En dehors de celles-ci, les autres difficultés sont liées au système qui laisse moins de chance et d’opportunités aux personnes handicapées. « Les personnes handicapées n’ont pas facilement accès à des opportunités. Là où nous devons être acceptés et reçus, nous n’avons pas ce privilège tant que nous n’avons pas une connaissance ou que nous n’avons pas croisé le chemin d’une personne de bonne volonté », se désole-t-il. D’ailleurs, il en garde encore des souvenirs douloureux. Ces difficultés n’affectent nullement la qualité de son travail. Sa passion pour ce métier l’amène malgré tout à satisfaire ses clients peu importe leur bourse. « Quand on prend toute œuvre, il y a sa meilleure qualité de même que son frelaté. Si le client commande des meubles, tout dépend de ce qu’il veut et avec quel bois il le veut. Il y a des bois qui font que le travail peut paraître parfois cher, mais d’autres, moins chers », avance-t-il expliquant par là, que tous les clients sont les bienvenus.

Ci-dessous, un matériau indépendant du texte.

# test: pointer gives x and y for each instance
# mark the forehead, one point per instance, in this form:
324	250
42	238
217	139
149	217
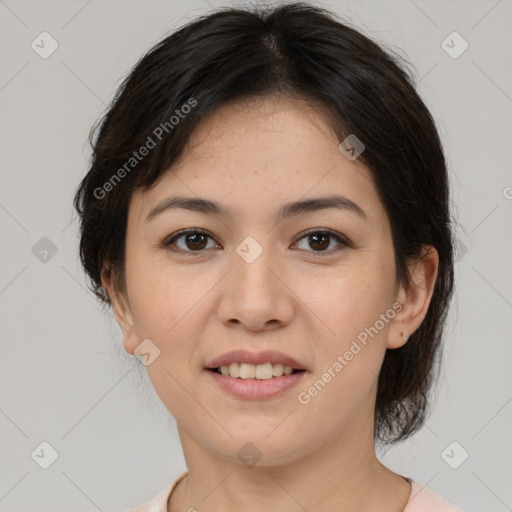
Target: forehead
254	154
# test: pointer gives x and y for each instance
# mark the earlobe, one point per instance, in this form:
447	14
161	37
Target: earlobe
415	298
121	309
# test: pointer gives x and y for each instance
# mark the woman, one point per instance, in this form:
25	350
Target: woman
267	212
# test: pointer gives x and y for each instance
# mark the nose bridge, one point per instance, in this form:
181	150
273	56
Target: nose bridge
254	295
252	261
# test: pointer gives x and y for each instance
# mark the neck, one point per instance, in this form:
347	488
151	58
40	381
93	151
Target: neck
346	476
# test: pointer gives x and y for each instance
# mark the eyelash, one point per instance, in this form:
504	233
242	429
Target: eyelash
168	242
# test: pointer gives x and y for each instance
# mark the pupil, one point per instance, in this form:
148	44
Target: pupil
325	237
197	237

… Et qui amène l’homme à porter des rêves
Les difficultés rencontrées jusque-là dans le cadre de son travail et dans son état, ne sauraient émousser l’ardeur de Franck à se faire un nom. Lui qui a refusé de mendier quoi qu’il arrive, avance du mieux qu’il peut et sans apprentis pour le moment. Les ouvrages qu’il confectionne force, sans aucun doute, l’admiration de tous ceux qui le voient à la tâche. C’est ce qui justifie d’ailleurs, la visite sur son lieu de travail, d’une délégation du Ministère des Affaires Sociales et de la Micro Finance avec à sa tête, la ministre Véronique Togniffodé, il y a quelques semaines en arrière. Malgré son handicap, il a de grand rêve qu’il voudrait voir réaliser pour son bonheur et surtout et avant tout pour le bonheur de ses frères et sœurs personnes handicapées comme lui. « Quand nous prenons le Bénin entier, il n’y a pas assez de centres de personnes handicapées. J’ai l’intention de mettre en place un centre dans la commune de Sèmè-Kpodji pour pouvoir aider mes frères handicapés qui mendient dans les rues, à gagner dignement leur vie, en les formant à ce métier », dévoile-t-il comme projet. Mais pour y arriver, l’homme a besoin de soutien de tous pour un minimum. Lequel se résout en : avoir un terrain sur lequel implanter ce centre de même que des financements pour construire les locaux. « Nous savons que ce que le président Patrice Talon attend de la population est que chacun innove et soit meilleur dans son domaine. Il veut un artisan meilleur, un enseignant meilleur, des élèves meilleurs et même des personnes handicapées meilleures. Alors, je demande à lui ainsi qu’à toutes les autorités d’êtres aussi attentifs aux personnes handicapées parce que nous pouvons aussi contribuer au développement de notre pays au même titre que les autres », fait-il observer avant d’exprimer sa requête. « Si une personne de bonne volonté pourrait mettre une parcelle à ma disposition, pour la création d’un centre, qu’elle vienne à mon secours. Je ne veux en aucun cas mendier, mais qu’ils m’aident à développer ce travail et à mon tour, je pourrai sortir mes autres frères handicapés de la rue », s’exprime-t-il. Il a également saisi l’occasion pour exhorter ses frères handicapés à développer des idées afin d’arrêter d’être des mendiants, des paresseux et de travailler afin de participer eux-aussi, au développement de leur pays. Pour lui, ce n’est qu’à ce seul prix qu’ils pourront se faire respecter et obtenir des soutiens.